2. Channel ecology: The existing golf cart dealer network can seamlessly introduce battery swap equipment and robot dogs, significantly reducing market development costs, which is Kandi's differentiated barrier compared to pure technology companies;

3. Technology ecology: Establishing a joint research institute with Zhejiang University to tackle environmental perception algorithms, which can be licensed to North American small and medium-sized robot companies in the future—this "technology standard output" model is the highest form of ecological going overseas.

However, the Three Seas breakthrough is not purely a smooth path.

According to the mid-year report, Kandi's book data still shows a loss. More urgently, there is competition pressure, such as Lvtong Technology, which boasts an 18% net profit margin with high-end custom models, and Taotao Vehicle, which uses a Vietnam OEM model to grab market share at low prices, all forcing Kandi to accelerate technology monetization.

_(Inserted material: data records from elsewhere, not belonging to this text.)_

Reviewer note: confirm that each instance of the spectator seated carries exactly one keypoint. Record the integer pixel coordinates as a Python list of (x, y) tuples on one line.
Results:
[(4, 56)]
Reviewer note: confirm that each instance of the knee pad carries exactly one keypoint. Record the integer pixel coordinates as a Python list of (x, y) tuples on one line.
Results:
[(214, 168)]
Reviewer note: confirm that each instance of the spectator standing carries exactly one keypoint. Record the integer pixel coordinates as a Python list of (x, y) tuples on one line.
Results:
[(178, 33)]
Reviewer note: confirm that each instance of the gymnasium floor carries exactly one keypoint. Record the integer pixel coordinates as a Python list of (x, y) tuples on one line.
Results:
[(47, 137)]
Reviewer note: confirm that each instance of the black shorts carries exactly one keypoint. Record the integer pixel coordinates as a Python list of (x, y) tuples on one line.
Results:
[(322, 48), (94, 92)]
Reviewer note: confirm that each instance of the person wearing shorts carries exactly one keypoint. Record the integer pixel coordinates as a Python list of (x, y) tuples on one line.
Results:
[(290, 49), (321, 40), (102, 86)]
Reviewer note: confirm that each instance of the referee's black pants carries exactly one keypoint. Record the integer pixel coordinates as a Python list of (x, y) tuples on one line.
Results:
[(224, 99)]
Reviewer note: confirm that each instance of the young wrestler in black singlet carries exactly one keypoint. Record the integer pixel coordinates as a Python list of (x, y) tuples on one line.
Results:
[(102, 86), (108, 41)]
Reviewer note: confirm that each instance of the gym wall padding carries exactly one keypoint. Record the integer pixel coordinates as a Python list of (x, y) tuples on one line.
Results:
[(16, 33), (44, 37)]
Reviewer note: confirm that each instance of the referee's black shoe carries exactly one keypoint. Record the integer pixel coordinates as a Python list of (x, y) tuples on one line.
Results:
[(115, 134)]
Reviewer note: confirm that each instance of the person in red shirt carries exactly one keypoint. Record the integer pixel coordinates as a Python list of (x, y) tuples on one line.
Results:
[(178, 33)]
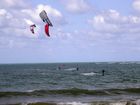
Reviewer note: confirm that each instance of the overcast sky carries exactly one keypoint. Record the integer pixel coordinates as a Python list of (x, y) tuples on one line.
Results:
[(83, 31)]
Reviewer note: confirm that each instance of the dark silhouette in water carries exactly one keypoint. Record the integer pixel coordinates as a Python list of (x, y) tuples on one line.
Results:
[(77, 68), (103, 72)]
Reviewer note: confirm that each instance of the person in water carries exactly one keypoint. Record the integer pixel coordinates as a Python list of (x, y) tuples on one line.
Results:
[(77, 68), (103, 72)]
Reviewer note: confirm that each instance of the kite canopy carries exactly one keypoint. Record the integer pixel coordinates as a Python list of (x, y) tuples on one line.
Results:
[(47, 30), (32, 28), (45, 18)]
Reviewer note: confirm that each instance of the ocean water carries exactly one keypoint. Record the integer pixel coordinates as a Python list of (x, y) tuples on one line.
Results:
[(63, 83)]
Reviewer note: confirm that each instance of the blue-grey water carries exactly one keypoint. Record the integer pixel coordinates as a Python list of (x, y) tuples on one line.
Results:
[(54, 81)]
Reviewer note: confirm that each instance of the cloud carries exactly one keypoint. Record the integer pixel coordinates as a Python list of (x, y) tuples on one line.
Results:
[(76, 6), (115, 23), (13, 4), (136, 5), (16, 17)]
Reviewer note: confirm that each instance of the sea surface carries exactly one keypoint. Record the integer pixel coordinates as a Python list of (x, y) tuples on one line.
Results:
[(70, 83)]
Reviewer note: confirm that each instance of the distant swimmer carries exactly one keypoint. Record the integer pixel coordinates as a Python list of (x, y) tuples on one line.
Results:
[(103, 72)]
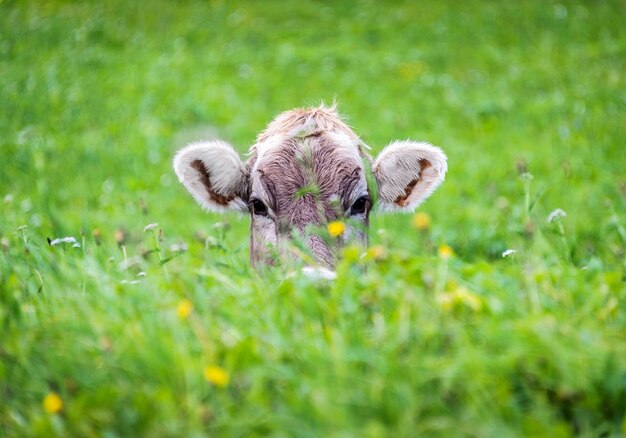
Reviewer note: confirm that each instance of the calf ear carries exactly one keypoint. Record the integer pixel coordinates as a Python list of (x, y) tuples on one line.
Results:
[(407, 173), (214, 175)]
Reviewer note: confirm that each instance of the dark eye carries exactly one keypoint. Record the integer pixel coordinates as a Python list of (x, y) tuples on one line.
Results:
[(258, 207), (360, 206)]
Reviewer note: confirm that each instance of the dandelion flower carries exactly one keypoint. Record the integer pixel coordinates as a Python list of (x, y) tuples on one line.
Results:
[(421, 221), (52, 403), (445, 251), (150, 227), (217, 376), (184, 309), (336, 228)]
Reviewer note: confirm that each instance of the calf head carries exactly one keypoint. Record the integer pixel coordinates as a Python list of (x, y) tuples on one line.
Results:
[(309, 168)]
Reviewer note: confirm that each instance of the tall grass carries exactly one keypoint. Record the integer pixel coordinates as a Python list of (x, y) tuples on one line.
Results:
[(152, 322)]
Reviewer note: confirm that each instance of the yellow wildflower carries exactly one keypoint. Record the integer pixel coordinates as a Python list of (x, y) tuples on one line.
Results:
[(184, 309), (445, 251), (216, 375), (52, 403), (421, 221), (336, 228)]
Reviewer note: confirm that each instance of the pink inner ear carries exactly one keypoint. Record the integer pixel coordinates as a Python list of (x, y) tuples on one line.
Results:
[(403, 200)]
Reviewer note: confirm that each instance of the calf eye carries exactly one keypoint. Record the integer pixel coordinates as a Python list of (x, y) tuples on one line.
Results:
[(258, 207), (360, 206)]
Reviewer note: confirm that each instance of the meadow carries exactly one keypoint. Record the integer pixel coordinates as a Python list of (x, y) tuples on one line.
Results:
[(497, 310)]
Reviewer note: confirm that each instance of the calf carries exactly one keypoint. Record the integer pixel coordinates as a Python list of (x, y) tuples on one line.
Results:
[(307, 169)]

However, Kandi Technologies' confidence comes from the glittering numbers in the financial report. A cash reserve of $257 million is equivalent to 300% of its market value, R&D investment has increased by 48.5% against the trend, and the gross margin has risen to 45.2%, setting a new industry high.

In short, the "Three Seas Breakthrough" is rewriting the script of Chinese manufacturing going overseas. Kandi Technologies may never have intended to be a disruptor, but this globalization experiment by a Zhejiang factory has already sprouted new hope in the chemical reaction of "technology + scene + capital."